How (bio)technology is developed and applied.
New medical technolologies do not start or finish with an ‘invention’ .
New therapeutic ideas take years or decades to develop to the point of invention, and then usually take 20 years from there to get to general application.
Generally, scientists understand that it takes years, decades, sometimes a century of ‘basic’ research to create the knowledge on which a new invention is built. Monoclonal antibodies could not be invented until people knew what antibodies were, what cells made them, what cells were and so on. But the long lag between the ‘invention’ of monoclonals and their routine use in medicine is a bit more unexpected. I have been looking at why this happens, and why the forecasts that a breakthrough will ‘result in new treatments “within 10 years” are almost always wrong. This article is a first bash at articulating the problem. Which, as usual, is not about technology, it is about people.

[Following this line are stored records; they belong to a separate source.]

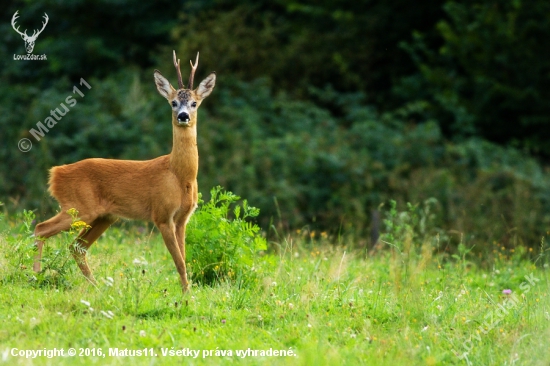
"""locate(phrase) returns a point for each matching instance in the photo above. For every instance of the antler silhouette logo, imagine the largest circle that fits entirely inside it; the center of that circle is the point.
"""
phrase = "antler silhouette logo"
(29, 41)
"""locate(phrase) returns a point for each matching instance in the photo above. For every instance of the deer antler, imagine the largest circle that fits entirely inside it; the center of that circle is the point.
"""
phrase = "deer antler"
(177, 66)
(15, 16)
(193, 69)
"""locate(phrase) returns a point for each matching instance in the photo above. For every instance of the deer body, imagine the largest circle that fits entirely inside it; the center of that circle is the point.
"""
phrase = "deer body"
(162, 190)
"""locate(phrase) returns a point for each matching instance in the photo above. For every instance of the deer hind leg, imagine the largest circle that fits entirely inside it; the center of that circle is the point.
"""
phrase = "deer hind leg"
(168, 232)
(61, 221)
(85, 240)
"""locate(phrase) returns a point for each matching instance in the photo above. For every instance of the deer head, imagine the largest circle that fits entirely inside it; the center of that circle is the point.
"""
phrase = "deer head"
(185, 101)
(29, 40)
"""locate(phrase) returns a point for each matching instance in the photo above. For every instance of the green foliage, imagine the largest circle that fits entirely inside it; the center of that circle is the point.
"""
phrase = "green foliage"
(293, 121)
(221, 245)
(489, 75)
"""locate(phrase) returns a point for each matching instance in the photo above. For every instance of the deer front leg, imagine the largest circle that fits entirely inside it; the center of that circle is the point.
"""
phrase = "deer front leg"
(168, 232)
(61, 221)
(85, 240)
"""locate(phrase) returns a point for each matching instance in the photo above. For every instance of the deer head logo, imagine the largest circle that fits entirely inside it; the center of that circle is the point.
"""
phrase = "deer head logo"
(29, 40)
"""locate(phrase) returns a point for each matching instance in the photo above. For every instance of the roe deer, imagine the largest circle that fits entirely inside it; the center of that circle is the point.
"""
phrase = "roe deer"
(162, 190)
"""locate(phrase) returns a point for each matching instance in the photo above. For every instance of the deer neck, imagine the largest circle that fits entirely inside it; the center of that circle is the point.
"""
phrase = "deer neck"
(184, 158)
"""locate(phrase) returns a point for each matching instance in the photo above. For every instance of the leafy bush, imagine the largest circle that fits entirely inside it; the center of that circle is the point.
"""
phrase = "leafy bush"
(221, 244)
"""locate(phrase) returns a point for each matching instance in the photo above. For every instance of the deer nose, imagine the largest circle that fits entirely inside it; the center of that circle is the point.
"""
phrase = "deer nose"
(183, 117)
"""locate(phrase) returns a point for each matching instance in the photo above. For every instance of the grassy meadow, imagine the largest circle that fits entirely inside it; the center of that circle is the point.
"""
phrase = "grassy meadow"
(309, 299)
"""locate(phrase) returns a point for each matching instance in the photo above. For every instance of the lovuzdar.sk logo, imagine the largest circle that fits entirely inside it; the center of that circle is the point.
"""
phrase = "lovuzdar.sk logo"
(29, 40)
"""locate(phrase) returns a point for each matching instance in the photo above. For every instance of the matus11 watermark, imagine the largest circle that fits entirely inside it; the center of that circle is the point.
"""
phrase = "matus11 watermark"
(25, 144)
(29, 40)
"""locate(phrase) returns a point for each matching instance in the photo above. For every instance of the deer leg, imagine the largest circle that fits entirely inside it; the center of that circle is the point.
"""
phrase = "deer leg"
(169, 235)
(180, 238)
(85, 240)
(61, 221)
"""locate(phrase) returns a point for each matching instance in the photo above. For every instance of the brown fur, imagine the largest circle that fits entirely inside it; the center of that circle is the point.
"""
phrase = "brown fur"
(162, 190)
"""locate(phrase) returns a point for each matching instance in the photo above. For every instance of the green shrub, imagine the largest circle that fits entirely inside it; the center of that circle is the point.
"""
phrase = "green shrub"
(221, 244)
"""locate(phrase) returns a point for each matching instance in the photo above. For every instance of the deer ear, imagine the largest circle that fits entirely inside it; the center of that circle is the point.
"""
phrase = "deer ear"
(163, 85)
(206, 86)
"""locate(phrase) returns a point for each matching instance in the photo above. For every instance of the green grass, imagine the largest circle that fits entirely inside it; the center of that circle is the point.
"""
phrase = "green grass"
(327, 304)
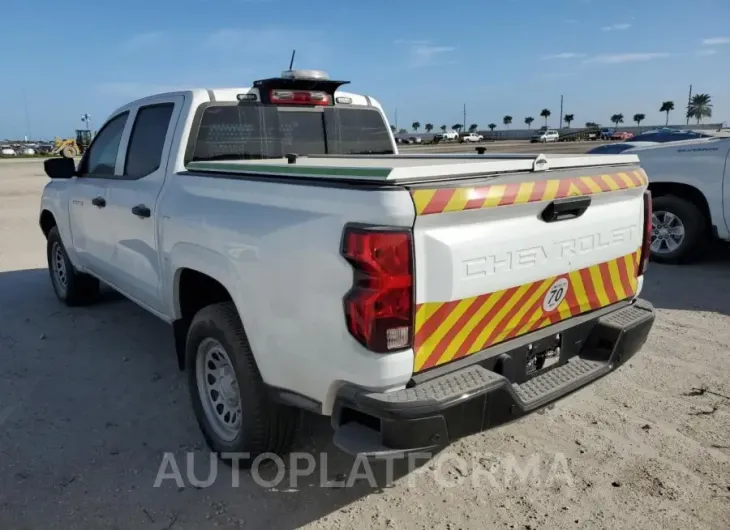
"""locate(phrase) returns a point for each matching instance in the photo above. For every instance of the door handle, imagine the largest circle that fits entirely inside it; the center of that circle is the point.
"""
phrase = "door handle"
(564, 209)
(141, 211)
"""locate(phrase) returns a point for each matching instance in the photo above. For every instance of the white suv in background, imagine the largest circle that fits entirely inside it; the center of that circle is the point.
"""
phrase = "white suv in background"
(472, 137)
(545, 136)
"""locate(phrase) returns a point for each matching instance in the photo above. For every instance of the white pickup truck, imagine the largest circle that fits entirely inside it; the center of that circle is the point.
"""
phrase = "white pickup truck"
(690, 186)
(304, 264)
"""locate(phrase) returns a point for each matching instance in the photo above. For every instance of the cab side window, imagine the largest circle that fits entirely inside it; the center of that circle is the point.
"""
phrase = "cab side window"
(102, 155)
(144, 154)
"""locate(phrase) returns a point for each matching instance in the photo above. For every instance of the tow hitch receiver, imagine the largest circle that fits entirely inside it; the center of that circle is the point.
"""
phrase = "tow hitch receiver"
(543, 355)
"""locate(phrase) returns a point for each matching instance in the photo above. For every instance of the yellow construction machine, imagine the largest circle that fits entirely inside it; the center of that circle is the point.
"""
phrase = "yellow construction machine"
(72, 147)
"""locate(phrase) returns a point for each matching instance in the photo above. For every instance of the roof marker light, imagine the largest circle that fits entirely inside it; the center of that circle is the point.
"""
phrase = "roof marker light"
(299, 97)
(305, 74)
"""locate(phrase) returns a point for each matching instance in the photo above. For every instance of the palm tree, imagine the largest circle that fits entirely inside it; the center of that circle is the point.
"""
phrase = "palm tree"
(667, 106)
(545, 113)
(638, 118)
(617, 118)
(700, 107)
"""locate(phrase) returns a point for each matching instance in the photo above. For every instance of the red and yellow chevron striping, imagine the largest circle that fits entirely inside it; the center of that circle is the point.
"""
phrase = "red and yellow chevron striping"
(446, 331)
(430, 201)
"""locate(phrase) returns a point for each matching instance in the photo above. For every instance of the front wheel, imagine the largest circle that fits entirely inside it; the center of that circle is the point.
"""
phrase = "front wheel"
(678, 230)
(229, 397)
(72, 287)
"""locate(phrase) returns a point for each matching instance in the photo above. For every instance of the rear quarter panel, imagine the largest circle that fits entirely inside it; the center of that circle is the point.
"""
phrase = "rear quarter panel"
(276, 248)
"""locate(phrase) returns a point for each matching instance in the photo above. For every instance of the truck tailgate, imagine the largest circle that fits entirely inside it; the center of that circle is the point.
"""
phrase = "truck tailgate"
(489, 266)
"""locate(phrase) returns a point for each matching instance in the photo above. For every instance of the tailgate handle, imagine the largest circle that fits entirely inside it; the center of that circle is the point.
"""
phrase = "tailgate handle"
(564, 209)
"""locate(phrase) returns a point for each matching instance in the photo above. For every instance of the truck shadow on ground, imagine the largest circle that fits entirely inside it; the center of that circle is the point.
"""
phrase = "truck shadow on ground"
(91, 400)
(94, 395)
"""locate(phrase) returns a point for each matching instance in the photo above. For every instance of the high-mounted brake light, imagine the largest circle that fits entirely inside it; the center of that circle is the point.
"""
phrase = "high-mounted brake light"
(379, 307)
(646, 242)
(299, 97)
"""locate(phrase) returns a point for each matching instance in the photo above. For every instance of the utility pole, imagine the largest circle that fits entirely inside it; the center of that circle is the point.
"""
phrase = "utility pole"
(27, 117)
(87, 119)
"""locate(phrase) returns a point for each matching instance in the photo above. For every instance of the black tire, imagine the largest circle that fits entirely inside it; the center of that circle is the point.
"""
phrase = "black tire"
(78, 289)
(695, 229)
(266, 426)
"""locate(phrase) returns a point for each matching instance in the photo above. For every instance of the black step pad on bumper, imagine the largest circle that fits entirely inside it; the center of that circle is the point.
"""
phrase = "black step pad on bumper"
(473, 398)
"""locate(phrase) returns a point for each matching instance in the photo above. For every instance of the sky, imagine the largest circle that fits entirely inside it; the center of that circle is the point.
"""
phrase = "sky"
(422, 59)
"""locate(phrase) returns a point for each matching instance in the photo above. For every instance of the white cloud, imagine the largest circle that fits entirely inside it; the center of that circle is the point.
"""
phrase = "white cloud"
(618, 58)
(423, 54)
(565, 55)
(616, 27)
(142, 41)
(716, 40)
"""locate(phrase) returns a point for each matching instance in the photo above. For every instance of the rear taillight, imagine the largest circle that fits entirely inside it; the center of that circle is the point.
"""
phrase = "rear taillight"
(646, 242)
(379, 307)
(299, 97)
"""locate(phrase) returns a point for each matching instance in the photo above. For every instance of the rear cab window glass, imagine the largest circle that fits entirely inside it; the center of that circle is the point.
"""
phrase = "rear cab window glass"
(147, 140)
(250, 132)
(101, 158)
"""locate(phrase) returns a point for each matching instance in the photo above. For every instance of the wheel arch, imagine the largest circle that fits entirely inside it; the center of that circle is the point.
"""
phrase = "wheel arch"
(683, 191)
(47, 221)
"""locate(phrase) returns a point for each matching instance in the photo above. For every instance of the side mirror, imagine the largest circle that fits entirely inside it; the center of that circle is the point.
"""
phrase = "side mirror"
(60, 168)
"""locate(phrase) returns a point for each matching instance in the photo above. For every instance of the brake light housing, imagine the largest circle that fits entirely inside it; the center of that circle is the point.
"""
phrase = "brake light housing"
(379, 308)
(299, 97)
(646, 242)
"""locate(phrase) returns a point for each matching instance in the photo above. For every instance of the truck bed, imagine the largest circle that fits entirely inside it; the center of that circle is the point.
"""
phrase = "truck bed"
(408, 169)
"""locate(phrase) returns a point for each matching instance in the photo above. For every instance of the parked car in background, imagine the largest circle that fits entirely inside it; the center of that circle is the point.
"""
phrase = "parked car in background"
(669, 135)
(549, 135)
(621, 135)
(690, 185)
(472, 137)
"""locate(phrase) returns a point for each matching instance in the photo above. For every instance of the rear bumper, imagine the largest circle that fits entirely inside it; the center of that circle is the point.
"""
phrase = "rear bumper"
(438, 411)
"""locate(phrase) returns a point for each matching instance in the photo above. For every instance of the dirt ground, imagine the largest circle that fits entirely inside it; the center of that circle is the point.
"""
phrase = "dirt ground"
(91, 400)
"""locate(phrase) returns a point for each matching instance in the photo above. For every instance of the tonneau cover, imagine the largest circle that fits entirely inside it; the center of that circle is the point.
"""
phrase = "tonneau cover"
(404, 169)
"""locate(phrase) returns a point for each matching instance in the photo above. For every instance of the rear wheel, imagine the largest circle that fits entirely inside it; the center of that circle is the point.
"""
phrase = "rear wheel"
(229, 397)
(73, 288)
(678, 230)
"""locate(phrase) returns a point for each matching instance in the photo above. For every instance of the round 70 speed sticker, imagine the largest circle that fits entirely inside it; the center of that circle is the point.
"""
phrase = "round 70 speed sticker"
(555, 294)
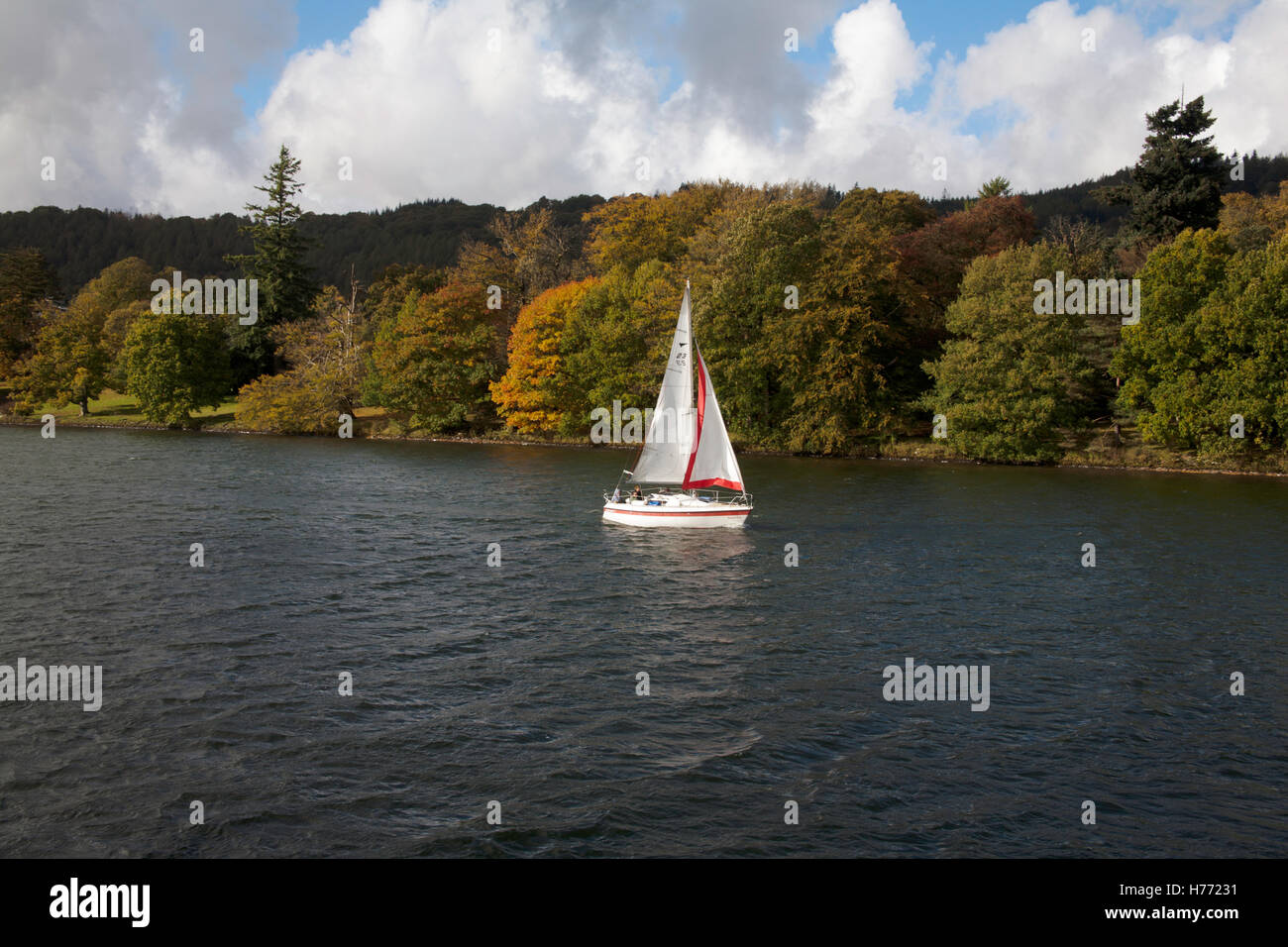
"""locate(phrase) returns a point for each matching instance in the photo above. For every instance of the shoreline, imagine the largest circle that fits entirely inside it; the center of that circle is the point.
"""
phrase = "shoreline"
(1072, 464)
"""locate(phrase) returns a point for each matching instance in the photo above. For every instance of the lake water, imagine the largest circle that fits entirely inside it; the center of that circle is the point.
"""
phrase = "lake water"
(518, 684)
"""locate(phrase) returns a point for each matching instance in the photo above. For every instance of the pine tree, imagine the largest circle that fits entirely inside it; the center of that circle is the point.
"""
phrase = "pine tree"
(1176, 183)
(286, 286)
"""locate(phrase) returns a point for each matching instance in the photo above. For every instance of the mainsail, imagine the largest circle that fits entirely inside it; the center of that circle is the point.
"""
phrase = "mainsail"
(712, 463)
(669, 442)
(682, 446)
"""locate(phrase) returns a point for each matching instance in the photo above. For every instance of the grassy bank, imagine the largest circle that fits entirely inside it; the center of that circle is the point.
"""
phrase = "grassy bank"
(1096, 450)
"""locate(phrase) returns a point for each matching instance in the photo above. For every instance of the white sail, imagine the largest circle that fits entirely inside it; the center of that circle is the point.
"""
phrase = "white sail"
(712, 463)
(669, 442)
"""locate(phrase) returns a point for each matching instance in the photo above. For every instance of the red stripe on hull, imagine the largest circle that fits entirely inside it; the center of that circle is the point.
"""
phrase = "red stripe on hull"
(695, 513)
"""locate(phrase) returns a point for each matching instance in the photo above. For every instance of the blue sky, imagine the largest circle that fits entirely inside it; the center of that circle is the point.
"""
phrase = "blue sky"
(951, 26)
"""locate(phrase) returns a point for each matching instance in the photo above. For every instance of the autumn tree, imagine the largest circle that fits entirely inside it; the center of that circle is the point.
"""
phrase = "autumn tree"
(617, 341)
(536, 393)
(1253, 221)
(75, 354)
(436, 361)
(934, 258)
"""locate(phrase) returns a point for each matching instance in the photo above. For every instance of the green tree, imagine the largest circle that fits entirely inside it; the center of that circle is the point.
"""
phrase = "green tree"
(26, 281)
(769, 262)
(73, 355)
(1211, 343)
(1010, 381)
(284, 281)
(1176, 183)
(326, 354)
(175, 364)
(997, 187)
(67, 365)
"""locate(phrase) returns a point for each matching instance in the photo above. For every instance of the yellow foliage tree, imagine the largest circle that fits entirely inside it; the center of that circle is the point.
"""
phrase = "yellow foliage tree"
(532, 395)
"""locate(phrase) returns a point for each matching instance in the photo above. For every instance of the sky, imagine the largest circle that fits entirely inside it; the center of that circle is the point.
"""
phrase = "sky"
(123, 106)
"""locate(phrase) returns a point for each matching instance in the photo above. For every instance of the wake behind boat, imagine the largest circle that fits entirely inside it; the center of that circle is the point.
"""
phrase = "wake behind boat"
(687, 446)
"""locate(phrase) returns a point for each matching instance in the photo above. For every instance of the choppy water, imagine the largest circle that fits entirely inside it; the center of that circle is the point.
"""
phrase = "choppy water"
(518, 684)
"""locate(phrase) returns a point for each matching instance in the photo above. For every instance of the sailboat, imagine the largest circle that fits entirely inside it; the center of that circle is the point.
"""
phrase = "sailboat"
(687, 446)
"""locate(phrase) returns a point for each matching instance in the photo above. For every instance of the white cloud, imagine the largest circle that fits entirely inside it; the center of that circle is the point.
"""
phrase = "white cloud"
(575, 95)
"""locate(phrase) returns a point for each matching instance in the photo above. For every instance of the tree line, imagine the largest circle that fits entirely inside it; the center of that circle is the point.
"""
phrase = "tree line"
(831, 322)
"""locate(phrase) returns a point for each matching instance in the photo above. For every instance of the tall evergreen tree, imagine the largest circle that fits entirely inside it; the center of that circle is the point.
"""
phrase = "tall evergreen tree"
(26, 278)
(1176, 183)
(286, 286)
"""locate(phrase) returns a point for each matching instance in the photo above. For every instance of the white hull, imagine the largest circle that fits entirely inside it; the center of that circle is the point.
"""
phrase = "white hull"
(686, 513)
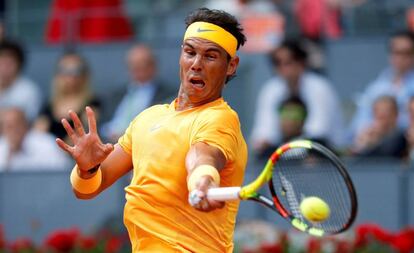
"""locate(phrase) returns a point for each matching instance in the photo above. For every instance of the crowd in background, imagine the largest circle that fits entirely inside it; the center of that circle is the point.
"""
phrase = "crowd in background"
(297, 102)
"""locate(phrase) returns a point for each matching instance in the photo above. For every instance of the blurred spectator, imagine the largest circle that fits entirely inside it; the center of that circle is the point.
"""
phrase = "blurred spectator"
(70, 90)
(318, 19)
(324, 118)
(89, 21)
(14, 88)
(396, 80)
(292, 114)
(410, 130)
(382, 137)
(25, 149)
(263, 24)
(143, 90)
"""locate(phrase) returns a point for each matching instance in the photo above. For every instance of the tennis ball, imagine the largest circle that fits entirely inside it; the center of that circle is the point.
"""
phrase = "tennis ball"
(314, 209)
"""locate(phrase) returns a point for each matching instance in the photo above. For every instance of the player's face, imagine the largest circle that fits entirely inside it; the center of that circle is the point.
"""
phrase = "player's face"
(204, 67)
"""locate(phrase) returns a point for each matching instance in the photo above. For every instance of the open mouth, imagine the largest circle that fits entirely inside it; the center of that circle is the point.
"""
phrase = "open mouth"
(198, 83)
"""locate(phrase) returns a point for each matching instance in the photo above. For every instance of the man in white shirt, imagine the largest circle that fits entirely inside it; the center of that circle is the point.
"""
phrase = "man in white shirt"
(14, 88)
(22, 149)
(324, 120)
(142, 91)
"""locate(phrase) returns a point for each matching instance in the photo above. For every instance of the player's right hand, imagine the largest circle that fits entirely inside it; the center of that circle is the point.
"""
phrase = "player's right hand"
(88, 149)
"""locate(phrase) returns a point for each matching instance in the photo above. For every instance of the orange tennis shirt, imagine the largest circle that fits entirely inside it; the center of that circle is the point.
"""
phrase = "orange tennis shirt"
(157, 214)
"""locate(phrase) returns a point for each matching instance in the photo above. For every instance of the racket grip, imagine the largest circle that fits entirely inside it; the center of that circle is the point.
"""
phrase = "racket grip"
(221, 194)
(224, 193)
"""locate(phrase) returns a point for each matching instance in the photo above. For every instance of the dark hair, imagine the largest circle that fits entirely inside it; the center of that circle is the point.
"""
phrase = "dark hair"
(15, 50)
(294, 100)
(402, 34)
(83, 63)
(388, 99)
(221, 18)
(296, 49)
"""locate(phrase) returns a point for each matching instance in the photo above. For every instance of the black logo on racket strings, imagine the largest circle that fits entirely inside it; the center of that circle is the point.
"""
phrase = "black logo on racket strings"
(199, 30)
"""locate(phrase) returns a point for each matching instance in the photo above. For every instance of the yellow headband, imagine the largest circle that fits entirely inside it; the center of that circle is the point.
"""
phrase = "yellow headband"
(213, 33)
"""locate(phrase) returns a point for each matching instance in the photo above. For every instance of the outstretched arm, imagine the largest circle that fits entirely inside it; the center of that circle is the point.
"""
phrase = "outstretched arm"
(88, 151)
(201, 154)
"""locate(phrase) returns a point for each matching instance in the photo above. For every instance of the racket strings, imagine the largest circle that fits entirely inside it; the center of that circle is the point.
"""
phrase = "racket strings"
(302, 173)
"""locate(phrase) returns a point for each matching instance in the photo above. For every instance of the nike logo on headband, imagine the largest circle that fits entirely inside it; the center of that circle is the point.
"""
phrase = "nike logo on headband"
(199, 30)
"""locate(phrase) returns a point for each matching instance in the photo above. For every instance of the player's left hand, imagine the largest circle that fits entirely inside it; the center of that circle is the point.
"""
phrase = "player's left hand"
(203, 204)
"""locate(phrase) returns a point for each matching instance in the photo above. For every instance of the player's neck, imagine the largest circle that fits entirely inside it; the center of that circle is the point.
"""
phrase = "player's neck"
(184, 102)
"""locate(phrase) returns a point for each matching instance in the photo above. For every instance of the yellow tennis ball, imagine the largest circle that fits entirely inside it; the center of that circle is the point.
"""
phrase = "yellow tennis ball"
(314, 209)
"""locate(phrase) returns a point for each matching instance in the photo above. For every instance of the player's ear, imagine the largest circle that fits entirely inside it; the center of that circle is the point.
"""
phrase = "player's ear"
(232, 66)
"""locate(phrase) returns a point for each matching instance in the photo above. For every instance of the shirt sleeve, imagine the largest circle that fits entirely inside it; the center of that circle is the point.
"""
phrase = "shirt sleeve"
(125, 141)
(221, 131)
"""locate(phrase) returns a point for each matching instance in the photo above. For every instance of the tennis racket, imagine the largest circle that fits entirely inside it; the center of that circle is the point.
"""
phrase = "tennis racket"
(297, 170)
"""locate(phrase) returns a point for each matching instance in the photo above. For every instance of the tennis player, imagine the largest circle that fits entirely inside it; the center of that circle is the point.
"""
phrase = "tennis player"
(193, 143)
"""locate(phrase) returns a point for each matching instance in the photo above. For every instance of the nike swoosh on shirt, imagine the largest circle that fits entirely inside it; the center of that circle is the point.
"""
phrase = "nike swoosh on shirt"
(155, 127)
(199, 30)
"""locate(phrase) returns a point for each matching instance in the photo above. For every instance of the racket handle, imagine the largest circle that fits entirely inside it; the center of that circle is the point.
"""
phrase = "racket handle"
(224, 193)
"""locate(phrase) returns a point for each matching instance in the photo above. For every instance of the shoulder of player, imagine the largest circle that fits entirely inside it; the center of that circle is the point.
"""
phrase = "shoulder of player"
(151, 111)
(222, 113)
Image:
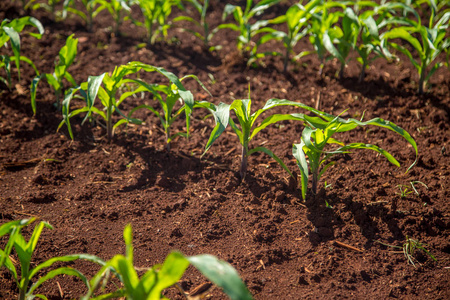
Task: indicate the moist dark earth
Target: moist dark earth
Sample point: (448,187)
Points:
(88,189)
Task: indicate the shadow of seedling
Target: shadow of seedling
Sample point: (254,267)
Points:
(322,216)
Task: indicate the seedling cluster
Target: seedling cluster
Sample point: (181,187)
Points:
(334,28)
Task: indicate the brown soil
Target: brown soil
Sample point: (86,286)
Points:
(282,247)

Developing and applying therapeutic technologies follows a different course from research technologies, and from non-biological, non-medical products. A new generation of mobile phone is designed, built, marketed, sold and becomes obsolescent in about 3 years. DNA sequencing doubles in speed (or halves in cost) every 18 months. But these are not biotechnologies. They are (respectively) physics and chemistry. If we had to get your liver to receive 4G video messaging, the rate of change would be much slower
(Incidently, the comparison is also not valid. A ‘new generation’ of mobile phone means a minor extension of already well-known technology and its social application. It is not comparable to a ‘new generation’ of, say, wheat, or discovery of the first anti-AIDS drug. This is part of the fallacy in the ‘Singularity’ concept. Another aspect of my study of this field is to make clear that in almost all fields technological advance is slowing down, not speeding up.)
This is a work in progress. The predictions made here about siRNA have been bourne out in the subsequent 5 years, so I am not completely off track. I hope to be able to put a more thorough analysis up one day – meanwhile if you have a great example of a biomedical technology’s development to application to humans that does, or does not, fit with the timetables described in the article, I would like to know about it. But not DNA sequencing.